Selon lui, si l’on comptait uniquement sur une hausse de l’offre pour combler cet écart, il faudrait construire bien davantage qu’aux niveaux actuels.

Quid de l’abordabilité?

Jino Distasio estime que l’ajout de logements contribue à rééquilibrer le marché, mais qu’il est encore « un peu tôt » pour conclure que Winnipeg est en train de combler son manque de logements.

« Qu’est-ce qu’on construit, et est-ce que cela répond aux besoins des différents segments du marché, du plus abordable au plus luxueux? », questionne-t-il.

Même les nouvelles constructions plus coûteuses peuvent toutefois avoir un effet sur le reste du marché.

« Quand on construit du neuf, quelqu’un y emménage souvent depuis un autre logement, ce qui libère celui-ci », explique le professeur.

Un logement plus cher peut ainsi contribuer indirectement à remettre une unité existante sur le marché.

Pour répondre directement aux besoins des ménages aux revenus faibles ou modestes, Jino Distasio insiste toutefois sur la construction de logements conçus spécifiquement pour être abordables.

Il souligne que les investissements fédéraux dans ce domaine se sont renforcés au cours de la dernière décennie.

Il cite notamment la Stratégie nationale sur le logement, un plan fédéral de plus de 115 milliards $ qui finance entre autres la construction, la rénovation et le soutien au logement.

Cet effort se poursuit avec Maisons Canada, dotée d’un investissement initial de 13 milliards $ sur cinq ans pour financer et construire davantage de logements abordables.

« Nous allons dans la bonne direction », estime-t-il.

La crise d’abordabilité touche aussi « de plus en plus les ménages à revenu moyen », souligne Jino Distasio.

Il cite notamment les premiers acheteurs, confrontés à des prix qui ont progressé plus rapidement que leurs revenus.

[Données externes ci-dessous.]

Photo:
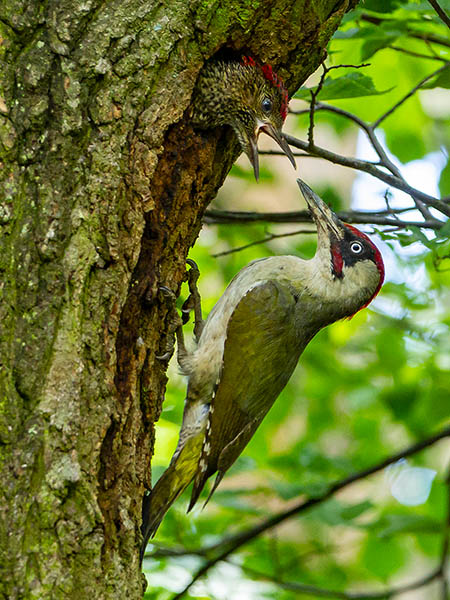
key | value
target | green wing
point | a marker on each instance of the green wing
(261, 350)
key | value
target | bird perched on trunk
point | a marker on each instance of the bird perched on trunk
(250, 344)
(246, 95)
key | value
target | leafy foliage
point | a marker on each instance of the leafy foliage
(364, 389)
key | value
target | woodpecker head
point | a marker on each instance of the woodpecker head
(352, 266)
(249, 97)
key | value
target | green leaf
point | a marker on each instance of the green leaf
(350, 85)
(444, 181)
(372, 45)
(382, 6)
(406, 523)
(441, 80)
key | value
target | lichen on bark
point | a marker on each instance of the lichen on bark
(103, 185)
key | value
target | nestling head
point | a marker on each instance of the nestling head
(261, 107)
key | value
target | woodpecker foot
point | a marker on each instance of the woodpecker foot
(174, 322)
(193, 301)
(175, 330)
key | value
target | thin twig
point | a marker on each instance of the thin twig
(269, 238)
(441, 12)
(417, 54)
(229, 545)
(445, 547)
(316, 91)
(222, 217)
(367, 167)
(424, 36)
(369, 130)
(409, 94)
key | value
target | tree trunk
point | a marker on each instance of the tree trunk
(103, 186)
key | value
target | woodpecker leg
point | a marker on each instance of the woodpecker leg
(175, 329)
(194, 301)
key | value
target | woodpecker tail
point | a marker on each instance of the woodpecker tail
(171, 484)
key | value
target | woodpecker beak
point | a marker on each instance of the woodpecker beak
(253, 155)
(269, 129)
(325, 219)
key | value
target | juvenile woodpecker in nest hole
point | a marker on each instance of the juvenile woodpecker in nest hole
(246, 95)
(250, 344)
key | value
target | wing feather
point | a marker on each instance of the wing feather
(261, 350)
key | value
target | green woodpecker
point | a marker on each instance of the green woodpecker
(246, 95)
(250, 345)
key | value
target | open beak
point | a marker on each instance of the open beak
(252, 151)
(325, 219)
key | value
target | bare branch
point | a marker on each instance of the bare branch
(417, 54)
(410, 93)
(268, 238)
(426, 37)
(316, 91)
(441, 12)
(445, 547)
(215, 217)
(224, 549)
(368, 167)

À cela s’ajoutent les autres pressions sur le budget des ménages.

« Avec le prix élevé de la nourriture, de l’essence et l’inflation, trop de ménages vivent aujourd’hui sur le fil du rasoir en matière d’abordabilité », estime-t-il.

La SCHL ne prévoit d’ailleurs pas de recul des prix à Winnipeg. Kevin Hughes anticipe plutôt « une très légère augmentation » : le prix de vente moyen des logements passerait de 414 558 $ en 2025 à environ 424 000 $ cette année, puis 434 000 $ en 2027 et 444 000 $ en 2028.

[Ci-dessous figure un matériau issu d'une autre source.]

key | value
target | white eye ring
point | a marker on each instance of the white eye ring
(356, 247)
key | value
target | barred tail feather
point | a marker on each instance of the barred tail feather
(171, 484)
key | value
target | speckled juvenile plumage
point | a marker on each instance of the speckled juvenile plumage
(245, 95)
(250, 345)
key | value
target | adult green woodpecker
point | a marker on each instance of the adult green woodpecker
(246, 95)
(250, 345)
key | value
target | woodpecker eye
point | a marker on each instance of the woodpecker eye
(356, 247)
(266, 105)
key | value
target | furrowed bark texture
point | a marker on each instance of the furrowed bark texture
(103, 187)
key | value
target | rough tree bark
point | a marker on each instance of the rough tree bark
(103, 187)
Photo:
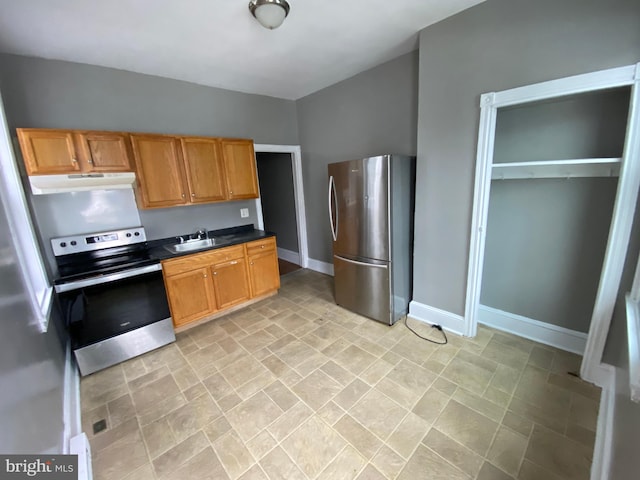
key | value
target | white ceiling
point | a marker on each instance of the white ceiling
(218, 43)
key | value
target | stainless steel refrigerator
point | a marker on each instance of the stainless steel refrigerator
(371, 206)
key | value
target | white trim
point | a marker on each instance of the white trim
(618, 242)
(71, 401)
(602, 450)
(27, 250)
(633, 337)
(298, 190)
(587, 82)
(434, 316)
(547, 333)
(623, 210)
(574, 168)
(289, 256)
(322, 267)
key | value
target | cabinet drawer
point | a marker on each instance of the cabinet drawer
(263, 245)
(198, 260)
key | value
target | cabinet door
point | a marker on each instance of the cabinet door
(240, 169)
(230, 283)
(160, 174)
(205, 171)
(264, 273)
(48, 151)
(190, 296)
(106, 151)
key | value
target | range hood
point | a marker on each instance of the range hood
(79, 182)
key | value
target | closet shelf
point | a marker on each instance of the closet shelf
(574, 168)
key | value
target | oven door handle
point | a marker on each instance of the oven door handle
(89, 282)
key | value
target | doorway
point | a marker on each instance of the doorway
(624, 207)
(280, 207)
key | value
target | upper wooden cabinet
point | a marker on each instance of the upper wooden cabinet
(47, 151)
(160, 178)
(105, 151)
(205, 170)
(240, 167)
(185, 170)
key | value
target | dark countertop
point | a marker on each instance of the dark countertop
(225, 237)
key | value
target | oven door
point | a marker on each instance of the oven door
(112, 321)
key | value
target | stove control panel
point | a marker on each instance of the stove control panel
(97, 241)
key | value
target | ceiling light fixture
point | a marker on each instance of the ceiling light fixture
(270, 13)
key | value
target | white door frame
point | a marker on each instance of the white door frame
(298, 191)
(623, 211)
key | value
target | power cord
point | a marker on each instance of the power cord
(438, 327)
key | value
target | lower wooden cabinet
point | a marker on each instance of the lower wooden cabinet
(202, 284)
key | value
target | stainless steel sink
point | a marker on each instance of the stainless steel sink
(190, 245)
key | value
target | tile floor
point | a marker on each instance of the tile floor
(295, 387)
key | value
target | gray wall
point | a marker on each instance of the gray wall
(546, 238)
(31, 365)
(54, 94)
(496, 45)
(369, 114)
(275, 172)
(625, 461)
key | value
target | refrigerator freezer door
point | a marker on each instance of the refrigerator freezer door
(360, 208)
(363, 288)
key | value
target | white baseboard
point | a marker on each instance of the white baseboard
(322, 267)
(431, 315)
(541, 332)
(71, 400)
(289, 256)
(602, 450)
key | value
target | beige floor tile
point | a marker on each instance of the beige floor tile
(233, 454)
(453, 452)
(471, 377)
(289, 421)
(507, 450)
(471, 429)
(120, 458)
(173, 458)
(408, 435)
(278, 465)
(378, 413)
(261, 444)
(561, 455)
(253, 415)
(159, 437)
(203, 466)
(316, 389)
(190, 418)
(345, 466)
(313, 446)
(239, 396)
(489, 472)
(431, 404)
(388, 462)
(217, 428)
(362, 439)
(425, 460)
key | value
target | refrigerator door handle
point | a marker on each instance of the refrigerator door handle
(355, 262)
(332, 189)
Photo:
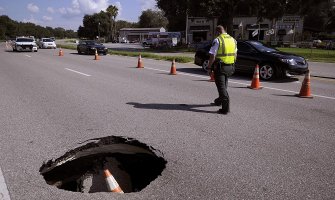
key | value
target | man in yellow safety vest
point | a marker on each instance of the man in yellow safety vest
(222, 59)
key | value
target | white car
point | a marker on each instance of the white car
(47, 43)
(24, 44)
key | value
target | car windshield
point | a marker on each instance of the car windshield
(24, 40)
(92, 43)
(47, 40)
(261, 47)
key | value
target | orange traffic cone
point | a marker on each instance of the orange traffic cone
(112, 185)
(255, 83)
(60, 52)
(305, 91)
(212, 79)
(96, 56)
(173, 70)
(139, 62)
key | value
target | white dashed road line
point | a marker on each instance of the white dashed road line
(77, 72)
(239, 83)
(4, 194)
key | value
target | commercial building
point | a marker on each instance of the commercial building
(137, 34)
(285, 29)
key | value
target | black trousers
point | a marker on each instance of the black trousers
(221, 81)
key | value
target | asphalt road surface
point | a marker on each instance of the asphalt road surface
(272, 145)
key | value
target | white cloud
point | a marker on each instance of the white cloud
(33, 8)
(31, 20)
(148, 4)
(47, 18)
(50, 10)
(90, 6)
(79, 7)
(2, 11)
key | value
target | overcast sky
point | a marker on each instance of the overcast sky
(69, 13)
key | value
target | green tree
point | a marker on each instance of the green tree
(113, 11)
(152, 19)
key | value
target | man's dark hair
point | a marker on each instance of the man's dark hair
(220, 29)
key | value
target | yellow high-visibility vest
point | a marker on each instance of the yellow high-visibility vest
(227, 49)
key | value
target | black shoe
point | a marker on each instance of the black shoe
(221, 111)
(217, 102)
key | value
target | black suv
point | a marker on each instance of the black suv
(90, 46)
(272, 63)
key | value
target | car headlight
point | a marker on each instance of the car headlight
(289, 61)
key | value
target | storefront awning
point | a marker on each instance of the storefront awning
(256, 26)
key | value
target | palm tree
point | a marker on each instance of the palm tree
(112, 11)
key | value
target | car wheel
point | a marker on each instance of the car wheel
(267, 72)
(205, 65)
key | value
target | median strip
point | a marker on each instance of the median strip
(77, 72)
(4, 194)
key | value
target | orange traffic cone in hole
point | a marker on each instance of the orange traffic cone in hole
(112, 185)
(173, 70)
(96, 56)
(255, 83)
(305, 91)
(211, 75)
(60, 52)
(139, 62)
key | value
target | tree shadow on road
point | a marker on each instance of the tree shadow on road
(182, 107)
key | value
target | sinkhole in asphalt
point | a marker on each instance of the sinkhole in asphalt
(133, 164)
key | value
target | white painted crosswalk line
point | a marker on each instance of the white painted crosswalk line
(4, 194)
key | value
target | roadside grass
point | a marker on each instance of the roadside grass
(317, 55)
(67, 46)
(179, 59)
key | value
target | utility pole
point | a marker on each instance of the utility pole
(99, 30)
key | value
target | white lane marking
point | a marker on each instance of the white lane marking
(77, 72)
(239, 83)
(4, 194)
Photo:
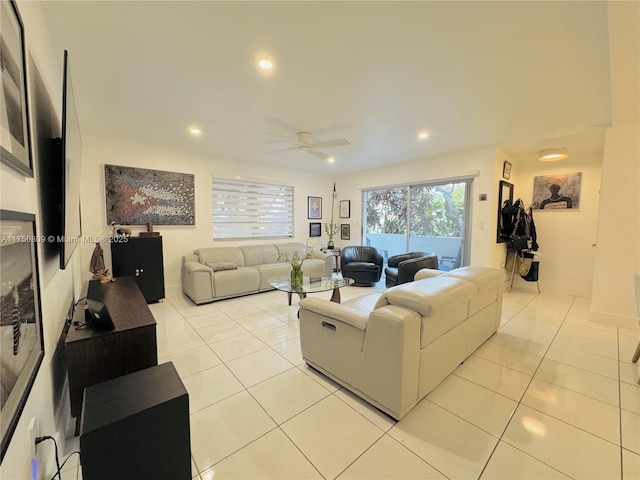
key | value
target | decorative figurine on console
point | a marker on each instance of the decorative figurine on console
(97, 266)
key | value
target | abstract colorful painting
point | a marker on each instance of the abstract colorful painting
(136, 196)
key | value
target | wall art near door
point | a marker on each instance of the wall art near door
(315, 229)
(135, 196)
(21, 347)
(314, 207)
(345, 231)
(555, 192)
(345, 208)
(14, 127)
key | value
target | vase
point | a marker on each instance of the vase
(296, 276)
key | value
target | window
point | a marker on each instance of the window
(244, 209)
(429, 217)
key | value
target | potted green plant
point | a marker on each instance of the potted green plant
(296, 261)
(331, 229)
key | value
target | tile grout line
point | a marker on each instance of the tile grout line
(500, 439)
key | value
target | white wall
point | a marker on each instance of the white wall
(21, 194)
(618, 250)
(475, 162)
(181, 240)
(565, 236)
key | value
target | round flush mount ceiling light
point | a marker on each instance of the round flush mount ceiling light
(553, 154)
(265, 64)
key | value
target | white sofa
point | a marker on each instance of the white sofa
(216, 273)
(393, 348)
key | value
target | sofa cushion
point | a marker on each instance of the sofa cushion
(486, 279)
(220, 254)
(230, 283)
(259, 254)
(362, 267)
(429, 295)
(271, 270)
(220, 266)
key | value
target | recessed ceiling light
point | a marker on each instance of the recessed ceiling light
(553, 154)
(265, 64)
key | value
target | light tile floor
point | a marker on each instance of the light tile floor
(550, 396)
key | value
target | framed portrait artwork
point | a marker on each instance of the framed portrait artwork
(22, 348)
(314, 207)
(315, 229)
(345, 208)
(345, 231)
(15, 133)
(557, 192)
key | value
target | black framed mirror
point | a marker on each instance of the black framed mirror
(505, 192)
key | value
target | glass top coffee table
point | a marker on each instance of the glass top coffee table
(312, 285)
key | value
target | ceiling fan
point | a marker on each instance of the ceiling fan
(305, 144)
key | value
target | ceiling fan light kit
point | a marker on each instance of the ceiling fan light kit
(553, 154)
(305, 144)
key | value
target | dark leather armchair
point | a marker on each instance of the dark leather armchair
(402, 268)
(362, 263)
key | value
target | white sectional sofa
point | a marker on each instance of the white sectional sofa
(393, 348)
(216, 273)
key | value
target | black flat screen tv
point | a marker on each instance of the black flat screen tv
(70, 148)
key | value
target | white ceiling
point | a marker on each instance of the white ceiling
(516, 75)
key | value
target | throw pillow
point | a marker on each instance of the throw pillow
(220, 266)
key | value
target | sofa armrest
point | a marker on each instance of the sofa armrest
(190, 258)
(197, 282)
(328, 261)
(196, 267)
(427, 273)
(334, 311)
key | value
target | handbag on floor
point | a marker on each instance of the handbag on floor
(532, 274)
(522, 264)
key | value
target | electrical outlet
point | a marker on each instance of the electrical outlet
(33, 433)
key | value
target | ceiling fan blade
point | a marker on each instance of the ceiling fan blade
(332, 143)
(318, 154)
(282, 150)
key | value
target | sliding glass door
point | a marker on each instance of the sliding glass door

Même une éventuelle baisse des prix ne serait toutefois pas sans conséquence.

« C’est bien de voir les prix baisser, sauf lorsqu’on est propriétaire d’une maison qui vaut soudainement moins cher », résume Jino Distasio.

Pour lui, améliorer l’abordabilité suppose aussi de trouver un équilibre afin de ne pas fragiliser les ménages déjà engagés dans des hypothèques élevées.

Un essor à confirmer

Le rythme de construction observé pendant la première moitié de l’année pourrait toutefois ne pas durer.

Bien que la SCHL prévoie une légère hausse des mises en chantier pour l’année 2026, elle anticipe un recul de 3,9 % en 2027, à 6 100 logements, puis de 3,3 % en 2028, à 5 900.

L’incertitude économique pourrait également peser sur les prochains projets.